Tuesday, June 19, 2007

Teaching Ethics

I am continually frustrated by how the national media portray--or fail to recognize--public relations.

Take today's article (subscription required) in the Wall Street Journal about teaching ethics in business school. The essence of the article is that ethics should be taught in all business courses, from marketing to accounting, so that students become aware of social and environmental implications of business activities.

I'm not against that. But I feel like going into a period of personal head slapping for once again seeing concepts that are fundamental public relations expressed as a unique concept in the business world. Here's what I mean:

First, public relations is about mutually beneficial relationships. A student who studies PR should learn about the "two-way symmetrical" model.

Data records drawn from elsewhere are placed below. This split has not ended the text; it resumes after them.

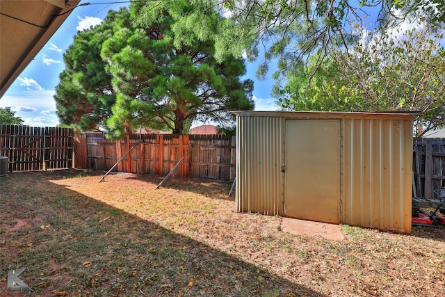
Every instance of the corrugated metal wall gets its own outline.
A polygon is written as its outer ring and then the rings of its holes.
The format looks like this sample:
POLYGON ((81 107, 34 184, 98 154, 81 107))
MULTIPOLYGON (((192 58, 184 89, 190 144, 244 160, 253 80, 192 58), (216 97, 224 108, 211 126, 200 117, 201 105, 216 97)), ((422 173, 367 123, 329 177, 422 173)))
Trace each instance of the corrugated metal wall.
POLYGON ((283 119, 276 116, 238 118, 238 211, 282 214, 283 123, 283 119))
POLYGON ((412 120, 397 115, 343 120, 343 223, 411 232, 412 120))
POLYGON ((407 113, 238 112, 237 211, 283 214, 286 120, 316 118, 341 120, 341 223, 410 233, 413 115, 407 113))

If they practice PR according to that relationship perspective, PR is INHERENTLY ethical. It will be natural to consider social and environmental impacts.

Also, people sometimes tell me PR should be taught in a business school. This article is one of several good reasons why it should not be. Not only is PR a communication discipline that can be practiced in non-business settings, it has a refreshingly "outside the box" perspective. Those trained in business are, perhaps appropriately, told to get bottom line results. Profit is king. They see everyone as a "customer." PR people are more broad-minded, see people as having relationships with an organization that may not be characterized as a simple financial exchange. Thus, the PR person at the table offers the kind of unique thinking that managers often say they want. That unique thinking often has ethical components to it (if the PR person took a PR class and/or is APR and understands that PR is about relationships, not publicity).

I've actually written WSJ about this sort of thing before. Got a lovely note--no change in editorial perspective though. The same is true of other national and local media, and even PR trades like PR Week. Getting people to understand that PR is not about spin but in fact about honest relationship building is a long-term process. Journalists and business leaders are too comfortable in their conceptions of the PR profession. We are a convenient whipping boy to make them feel smugly superior. Changing it will take persistent examples of ethical practice. That's why the PRSA Code of Ethics includes the provision "enhance the profession"--so make sure all your practice exemplifies the fundamental ethics that the business schools are still grappling with. People are watching. One of these days, they may actually understand.